A noite vai crescendo e se adentrando.
Logo será madrugada nesse mundo em que vivo.
Os cachorros latem na vizinhança.
Um aqui, outro lá…
Devem se falar, quem sabe.
E eu fico ouvindo sem entender.
Ouço ruídos que assustam, mas quando vou averiguar,
eram só ruídos da noite, ruídos do trivial
que à noite, quando o silêncio se faz, eles se tornam reais.
Por vezes me assusto e o coração dispara e a adrenalina se esparrama.
De repente penso que o medo é besteira.
Nesta terra em que vivo,
se algo ocorrer de mais drástico, nem nada vai me livrar.
Mas, se tudo for nada, amanhã vou olhar o dia com toda a força
de um ser que renasce.
Bem sei disso e assim vou fazendo meus dias.

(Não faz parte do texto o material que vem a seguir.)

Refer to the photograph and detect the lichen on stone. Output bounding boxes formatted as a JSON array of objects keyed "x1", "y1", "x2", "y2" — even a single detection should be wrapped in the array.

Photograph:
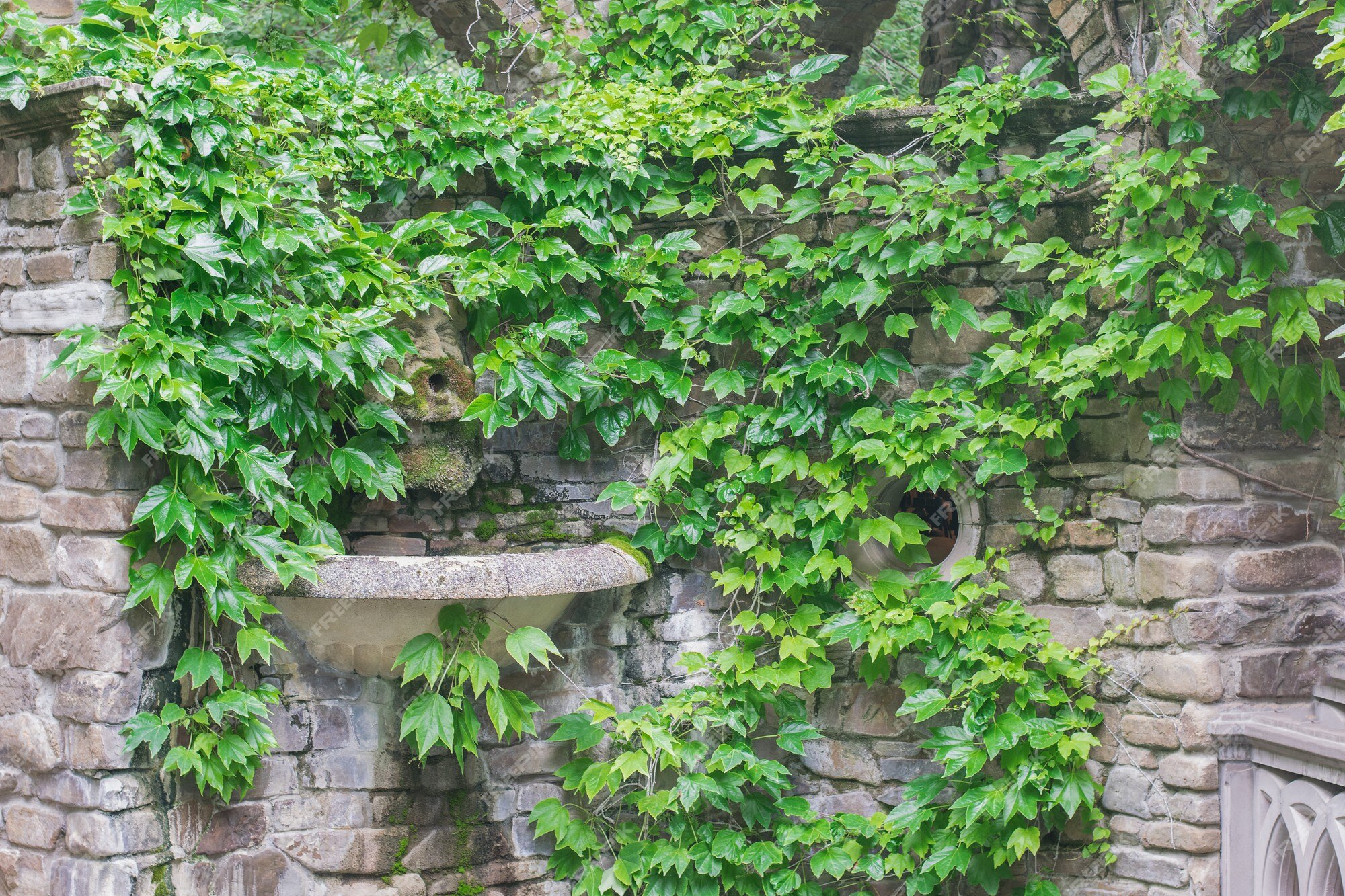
[
  {"x1": 601, "y1": 536, "x2": 654, "y2": 576},
  {"x1": 397, "y1": 423, "x2": 482, "y2": 498}
]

É um tal de acordar, tentar me ligar,
sair, trabalhar, falar, atender, responder,
concordar, emudecer, dar, retroceder, ir e voltar.
Não crer e ficar.
Fingir e calar.
Atender a pedidos e me esvaziar.
Deus meu! que doidice!
Que vontade eu tenho, por vezes, de dar um grito de basta!
De olhar pras pessoas, ouvir, calar e, de repente, gritar:
o que é que eu tenho com isso? por que acham que vou acreditar?

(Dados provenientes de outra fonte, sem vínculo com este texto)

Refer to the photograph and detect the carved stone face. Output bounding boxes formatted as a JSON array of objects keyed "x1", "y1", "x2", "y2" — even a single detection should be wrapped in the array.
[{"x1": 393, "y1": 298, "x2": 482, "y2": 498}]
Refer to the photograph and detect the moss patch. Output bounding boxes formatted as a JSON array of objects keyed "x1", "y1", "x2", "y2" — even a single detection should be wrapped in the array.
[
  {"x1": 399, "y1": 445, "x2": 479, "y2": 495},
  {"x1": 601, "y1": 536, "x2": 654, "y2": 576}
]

estou cheia! cheíssima dos problemas de todos!
eu também existo, eu também tenho os meus!
meu vazio é maior do que o seu! talvez porque seja o meu,
mas, por favor, me dê licença, me conceda o direito
de dizer que também não estou bem!
por favor, deixe que eu peça ajuda,
deixe que eu fale, deixe que eu sinta!
Ou melhor, deixe que eu transmita que sinto, percebo, sofro, e choro.

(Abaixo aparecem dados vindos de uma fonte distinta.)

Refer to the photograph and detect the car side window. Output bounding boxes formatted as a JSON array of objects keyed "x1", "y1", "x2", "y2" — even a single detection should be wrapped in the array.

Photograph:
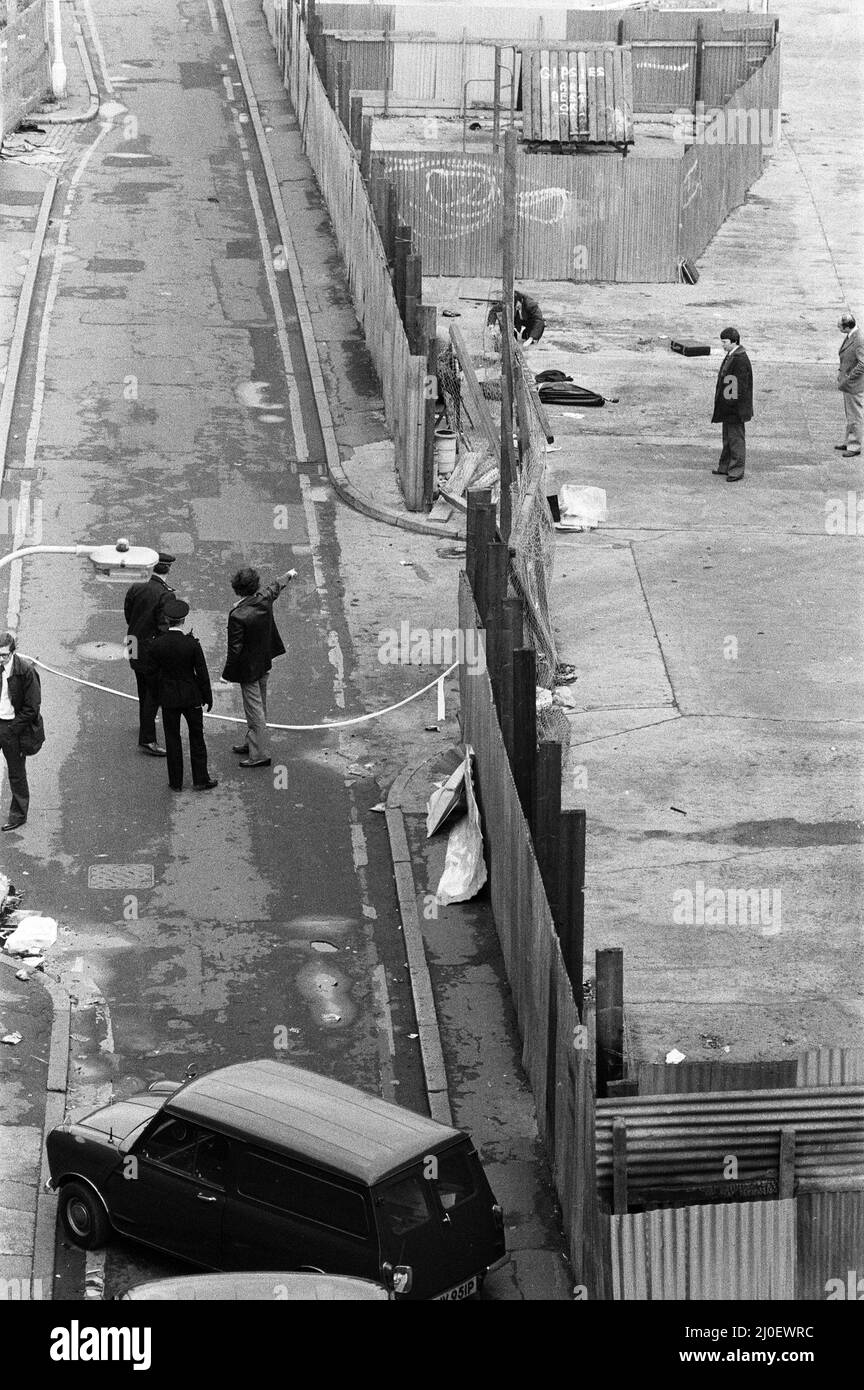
[
  {"x1": 135, "y1": 1119, "x2": 199, "y2": 1176},
  {"x1": 378, "y1": 1177, "x2": 429, "y2": 1236},
  {"x1": 433, "y1": 1154, "x2": 476, "y2": 1212},
  {"x1": 193, "y1": 1134, "x2": 229, "y2": 1187}
]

Deixe que eu possa por pra fora que sou gente – só gente.
Não sou muro de arrimo, não sou de concreto,
não sou feita de estrutura metálica.
Eu existo como todos!
Tenho altos e baixos.
Tenho fraquezas dentro da fortaleza.
Tenho medos na minha coragem.
Tenho necessidades!
Não sou só poço.
E até no poço, um dia a água se acaba.